The process of automated dental disease diagnosis via image processing involves several steps. First, the dental image is preprocessed to enhance the quality and remove any noise or artifacts. Then, various feature extraction methods are used to extract relevant features from the image. These features are then used to classify the image into different classes based on the type of dental disease present.

Image processing techniques such as edge detection, thresholding, segmentation, and pattern recognition are commonly used to extract important features from digital dental images. These features are then used to train machine learning models, which can classify images into different categories of dental diseases.

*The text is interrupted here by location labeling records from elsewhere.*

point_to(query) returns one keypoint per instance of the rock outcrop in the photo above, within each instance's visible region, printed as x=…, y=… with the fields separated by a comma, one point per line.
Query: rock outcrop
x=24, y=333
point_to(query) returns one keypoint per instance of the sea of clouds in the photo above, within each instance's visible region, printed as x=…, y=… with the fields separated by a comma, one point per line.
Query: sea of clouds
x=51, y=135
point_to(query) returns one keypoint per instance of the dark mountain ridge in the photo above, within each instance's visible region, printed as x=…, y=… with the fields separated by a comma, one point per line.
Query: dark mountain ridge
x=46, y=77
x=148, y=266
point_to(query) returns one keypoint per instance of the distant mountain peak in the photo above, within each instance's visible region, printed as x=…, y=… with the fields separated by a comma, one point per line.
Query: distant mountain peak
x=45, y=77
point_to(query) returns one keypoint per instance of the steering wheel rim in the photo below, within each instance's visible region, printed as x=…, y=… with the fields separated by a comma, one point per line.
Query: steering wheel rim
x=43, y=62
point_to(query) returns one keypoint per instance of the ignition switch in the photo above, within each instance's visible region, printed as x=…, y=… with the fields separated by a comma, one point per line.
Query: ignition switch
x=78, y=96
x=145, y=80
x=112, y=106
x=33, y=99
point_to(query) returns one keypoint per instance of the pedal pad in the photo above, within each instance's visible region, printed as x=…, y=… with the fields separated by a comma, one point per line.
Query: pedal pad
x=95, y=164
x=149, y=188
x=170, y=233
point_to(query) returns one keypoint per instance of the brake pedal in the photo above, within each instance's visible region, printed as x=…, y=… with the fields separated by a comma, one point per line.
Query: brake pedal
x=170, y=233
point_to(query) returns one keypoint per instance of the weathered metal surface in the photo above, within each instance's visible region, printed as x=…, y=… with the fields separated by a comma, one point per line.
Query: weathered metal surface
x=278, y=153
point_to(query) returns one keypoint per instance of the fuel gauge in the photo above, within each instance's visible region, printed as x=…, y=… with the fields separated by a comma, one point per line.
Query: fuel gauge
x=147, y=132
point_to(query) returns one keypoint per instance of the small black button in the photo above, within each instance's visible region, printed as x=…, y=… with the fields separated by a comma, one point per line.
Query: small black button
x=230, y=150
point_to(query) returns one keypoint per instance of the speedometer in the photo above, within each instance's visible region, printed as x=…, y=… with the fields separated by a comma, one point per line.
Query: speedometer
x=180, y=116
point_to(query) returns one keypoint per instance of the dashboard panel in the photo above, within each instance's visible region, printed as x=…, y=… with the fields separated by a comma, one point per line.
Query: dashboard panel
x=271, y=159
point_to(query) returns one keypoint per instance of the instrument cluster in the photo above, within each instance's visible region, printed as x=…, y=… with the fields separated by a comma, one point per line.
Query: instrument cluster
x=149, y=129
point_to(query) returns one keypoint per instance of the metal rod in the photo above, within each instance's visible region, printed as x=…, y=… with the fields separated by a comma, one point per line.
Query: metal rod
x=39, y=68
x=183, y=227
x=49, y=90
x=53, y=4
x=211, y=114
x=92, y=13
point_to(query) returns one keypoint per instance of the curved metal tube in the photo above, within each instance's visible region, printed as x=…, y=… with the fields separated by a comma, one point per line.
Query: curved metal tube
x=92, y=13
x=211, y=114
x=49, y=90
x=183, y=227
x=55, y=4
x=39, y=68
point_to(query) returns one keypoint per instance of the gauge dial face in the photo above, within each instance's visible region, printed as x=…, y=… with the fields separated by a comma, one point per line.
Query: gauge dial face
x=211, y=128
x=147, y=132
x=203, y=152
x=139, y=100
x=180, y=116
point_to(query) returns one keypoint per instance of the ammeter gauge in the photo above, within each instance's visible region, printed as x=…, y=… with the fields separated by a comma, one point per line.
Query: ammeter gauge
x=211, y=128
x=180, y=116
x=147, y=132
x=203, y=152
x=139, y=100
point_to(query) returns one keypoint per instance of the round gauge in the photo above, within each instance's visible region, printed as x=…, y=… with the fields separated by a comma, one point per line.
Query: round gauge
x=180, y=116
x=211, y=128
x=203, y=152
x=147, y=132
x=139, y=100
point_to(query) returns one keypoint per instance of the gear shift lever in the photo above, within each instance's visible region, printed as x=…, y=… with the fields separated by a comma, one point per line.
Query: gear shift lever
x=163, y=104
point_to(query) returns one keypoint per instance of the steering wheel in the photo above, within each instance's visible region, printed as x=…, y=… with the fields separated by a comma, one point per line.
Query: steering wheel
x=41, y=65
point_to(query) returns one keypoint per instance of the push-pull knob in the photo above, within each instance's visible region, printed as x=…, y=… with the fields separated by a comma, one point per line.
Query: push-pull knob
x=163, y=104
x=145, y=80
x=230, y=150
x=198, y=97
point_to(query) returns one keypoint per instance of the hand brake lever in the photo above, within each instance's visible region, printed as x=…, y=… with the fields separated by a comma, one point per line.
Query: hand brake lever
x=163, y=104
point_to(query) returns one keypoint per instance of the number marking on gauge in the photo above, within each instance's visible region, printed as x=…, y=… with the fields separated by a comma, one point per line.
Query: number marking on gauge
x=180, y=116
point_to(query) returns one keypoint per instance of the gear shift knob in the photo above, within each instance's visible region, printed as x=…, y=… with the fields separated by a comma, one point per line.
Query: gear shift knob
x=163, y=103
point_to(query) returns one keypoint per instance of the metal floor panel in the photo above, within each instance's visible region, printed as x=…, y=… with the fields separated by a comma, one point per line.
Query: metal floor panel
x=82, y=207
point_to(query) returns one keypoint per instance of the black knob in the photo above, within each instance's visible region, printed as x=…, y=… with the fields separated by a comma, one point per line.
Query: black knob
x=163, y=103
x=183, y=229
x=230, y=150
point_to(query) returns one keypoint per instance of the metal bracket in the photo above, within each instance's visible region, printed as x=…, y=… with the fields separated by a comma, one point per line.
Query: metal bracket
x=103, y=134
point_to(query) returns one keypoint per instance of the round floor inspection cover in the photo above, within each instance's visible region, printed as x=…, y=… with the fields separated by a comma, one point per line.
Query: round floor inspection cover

Some of the commonly used image processing techniques in automated dental disease diagnosis include segmentation, feature extraction, machine learning, and deep learning. Segmentation is used to separate the dental structures from the background and isolate the region of interest. Feature extraction techniques such as texture analysis, shape analysis, and color analysis are used to extract relevant features from the image. Machine learning algorithms such as decision trees, support vector machines, and neural networks are used to classify the dental image into different classes based on the extracted features. Deep learning algorithms such as Convolutional Neural Networks (CNNs) have also shown promising results in automated dental disease diagnosis.

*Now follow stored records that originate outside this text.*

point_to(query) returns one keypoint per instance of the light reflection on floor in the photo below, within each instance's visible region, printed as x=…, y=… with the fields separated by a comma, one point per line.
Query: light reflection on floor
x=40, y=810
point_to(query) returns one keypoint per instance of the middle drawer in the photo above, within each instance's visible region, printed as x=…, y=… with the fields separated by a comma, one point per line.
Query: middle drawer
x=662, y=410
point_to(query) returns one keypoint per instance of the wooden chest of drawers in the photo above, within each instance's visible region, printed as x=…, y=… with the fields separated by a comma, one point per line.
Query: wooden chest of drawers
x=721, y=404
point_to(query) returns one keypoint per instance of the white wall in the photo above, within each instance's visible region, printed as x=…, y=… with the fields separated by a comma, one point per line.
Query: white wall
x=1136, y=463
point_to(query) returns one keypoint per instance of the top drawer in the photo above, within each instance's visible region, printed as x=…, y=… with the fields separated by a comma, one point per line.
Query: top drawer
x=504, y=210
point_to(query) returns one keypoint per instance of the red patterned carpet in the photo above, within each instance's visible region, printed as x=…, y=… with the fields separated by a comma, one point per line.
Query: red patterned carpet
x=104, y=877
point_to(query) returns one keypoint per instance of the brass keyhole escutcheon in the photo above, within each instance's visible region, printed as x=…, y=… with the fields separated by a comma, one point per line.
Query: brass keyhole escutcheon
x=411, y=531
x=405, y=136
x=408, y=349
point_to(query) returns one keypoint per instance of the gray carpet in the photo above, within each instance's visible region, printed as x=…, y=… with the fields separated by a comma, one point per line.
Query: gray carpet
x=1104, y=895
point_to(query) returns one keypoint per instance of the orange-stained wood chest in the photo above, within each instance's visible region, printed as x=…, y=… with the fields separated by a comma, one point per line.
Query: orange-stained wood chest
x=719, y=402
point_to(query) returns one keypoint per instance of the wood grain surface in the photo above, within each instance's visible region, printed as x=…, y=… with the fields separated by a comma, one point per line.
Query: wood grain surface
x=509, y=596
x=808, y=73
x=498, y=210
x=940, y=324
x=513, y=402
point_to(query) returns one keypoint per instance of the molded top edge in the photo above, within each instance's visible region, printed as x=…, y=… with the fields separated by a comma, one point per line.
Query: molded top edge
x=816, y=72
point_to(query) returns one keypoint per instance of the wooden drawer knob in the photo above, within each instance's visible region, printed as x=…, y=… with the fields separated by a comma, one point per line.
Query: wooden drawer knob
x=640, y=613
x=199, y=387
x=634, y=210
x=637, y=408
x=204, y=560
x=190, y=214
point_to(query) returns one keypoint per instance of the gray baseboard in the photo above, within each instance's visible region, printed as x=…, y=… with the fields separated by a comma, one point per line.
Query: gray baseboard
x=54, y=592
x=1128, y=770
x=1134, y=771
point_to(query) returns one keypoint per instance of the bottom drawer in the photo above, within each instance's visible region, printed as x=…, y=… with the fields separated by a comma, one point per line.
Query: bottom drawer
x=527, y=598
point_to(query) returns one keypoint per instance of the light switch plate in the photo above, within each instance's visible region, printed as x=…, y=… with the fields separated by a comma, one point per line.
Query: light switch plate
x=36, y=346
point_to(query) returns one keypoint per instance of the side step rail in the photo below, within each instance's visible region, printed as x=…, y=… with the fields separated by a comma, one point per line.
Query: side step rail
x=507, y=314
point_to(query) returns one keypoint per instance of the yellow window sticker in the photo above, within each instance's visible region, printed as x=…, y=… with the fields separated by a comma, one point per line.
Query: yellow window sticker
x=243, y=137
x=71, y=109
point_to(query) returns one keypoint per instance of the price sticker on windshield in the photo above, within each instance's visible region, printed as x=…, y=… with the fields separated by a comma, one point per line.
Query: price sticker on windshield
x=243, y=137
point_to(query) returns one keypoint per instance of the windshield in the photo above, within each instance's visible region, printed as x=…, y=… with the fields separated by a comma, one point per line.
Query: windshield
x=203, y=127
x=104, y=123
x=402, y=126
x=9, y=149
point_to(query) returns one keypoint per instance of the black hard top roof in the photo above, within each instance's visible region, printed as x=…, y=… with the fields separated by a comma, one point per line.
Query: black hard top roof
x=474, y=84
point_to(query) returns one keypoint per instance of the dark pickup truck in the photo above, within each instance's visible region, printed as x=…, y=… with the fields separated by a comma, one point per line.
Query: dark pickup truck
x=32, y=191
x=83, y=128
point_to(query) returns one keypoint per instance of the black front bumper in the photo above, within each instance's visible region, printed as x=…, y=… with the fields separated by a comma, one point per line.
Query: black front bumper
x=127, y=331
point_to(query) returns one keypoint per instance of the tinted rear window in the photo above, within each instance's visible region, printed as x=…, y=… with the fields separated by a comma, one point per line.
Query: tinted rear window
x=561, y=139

Radiography plays a crucial role in clinical analysis, medical procedure, and treatment. Dental 2D radiography examinations are used to find hidden threats, dental structures or sort masses, depressions, and bone misfortune. The analysis and treatment systems include root channel therapy, orthodontic patient identification and treatment planning, caries assessment, and dental radiography analysis. By using radiographs of the teeth, specialists can determine the prevalence of diseases. Some dental diseases include cracks in teeth, periodontitis, abrasion, malignancies, dental caries, attrition, impacted teeth, gingivitis, abscesses, interdental bone loss, extra teeth, developmental abnormalities, cysts, and future malocclusion. A beneficial dedication to the symptomatic process is provided by digital image processing. Dental injuries while undergoing treatment and the quantitative outcome of the digital method show that the most recent developed accurate data on the injury estimate. According on the clinical characteristics, which show the unique sore, dental caries can be ordered in several courses. The individual teeth and their structure are used to characterize the dental images, and the smooth surface has been recognized using X-beams. Researchers discovered that virgin and recurrent caries are categorized according to the damaged area. The analysis of the damage in cases of virgin caries is based on the teeth's changing color. Doctors used teeth edges as a basis for their analysis in cases of recurrent caries.

Automated dental disease diagnosis via image processing has the potential to revolutionize dental diagnosis and treatment planning by providing accurate and timely diagnosis of dental diseases. However, it is important to validate the accuracy and reliability of these automated systems before they can be used in clinical practice.